De plus, selon le mode de vie et l’état de santé (tabagisme, régime alimentaire déséquilibré, chimiothérapie, etc.), l’expérience de la pré-ménopause et de la ménopause de chaque femme est unique.
« La ménopause est la cessation physiologique ou iatrogène des menstruations (aménorrhée) due à la diminution de la fonction ovarienne » [4].
En effet, la ménopause est le déclin naturel de la production d’hormones reproductrices chez la femme et la conclusion des cycles menstruels. Les symptômes courants de la ménopause comprennent les bouffées de chaleur, la sécheresse vaginale, les frissons, les sueurs nocturnes, la prise de poids, les règles irrégulières, la diminution de la libido, le manque de sommeil, la perte osseuse, les maux de tête, l'anxiété et la dépression.
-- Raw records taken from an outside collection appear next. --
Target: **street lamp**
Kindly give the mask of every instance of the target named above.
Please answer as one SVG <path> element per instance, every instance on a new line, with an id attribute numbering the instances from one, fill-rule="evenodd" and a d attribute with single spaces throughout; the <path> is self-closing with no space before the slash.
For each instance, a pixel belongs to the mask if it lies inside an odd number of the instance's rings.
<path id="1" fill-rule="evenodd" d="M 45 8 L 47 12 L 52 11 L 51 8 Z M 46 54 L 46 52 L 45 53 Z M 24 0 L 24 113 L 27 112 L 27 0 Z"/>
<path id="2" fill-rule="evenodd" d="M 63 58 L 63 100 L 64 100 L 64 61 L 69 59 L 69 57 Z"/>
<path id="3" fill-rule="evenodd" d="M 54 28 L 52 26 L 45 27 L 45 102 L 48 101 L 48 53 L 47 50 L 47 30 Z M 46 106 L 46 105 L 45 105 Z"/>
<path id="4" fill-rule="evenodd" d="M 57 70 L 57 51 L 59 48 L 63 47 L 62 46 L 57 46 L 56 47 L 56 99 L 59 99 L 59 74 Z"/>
Environ 1,2 milliard de femmes dans le monde seront ménopausées ou post-ménopausées d'ici 2030.
Selon une étude publiée en 2015 dans la revue BMC Womens Health [5], « plus de 85% de ces femmes présenteront des symptômes problématiques, notamment des bouffées de chaleur, des sueurs nocturnes, des transpirations excessives, des troubles du sommeil, un dysfonctionnement sexuel, des troubles de l'humeur, une prise de poids et des baisses cognitives, des maux de tête, une mauvaise circulation sanguine, une insuffisance veineuse, etc. [ndlr] ».
Ainsi, puisqu’il s'agit d'un processus totalement naturel, les traitements se concentrent principalement sur la gestion des symptômes. De la sorte, plusieurs traitements médicamenteux ayant chacun leurs différences sont disponibles.
Cependant, le risque d'effets secondaires peut conduire de nombreuses femmes à être orientées par un professionnel de la santé afin d’utiliser les médecines douces [6] et thérapies alternatives parallèlement ou à la place des traitements conventionnels.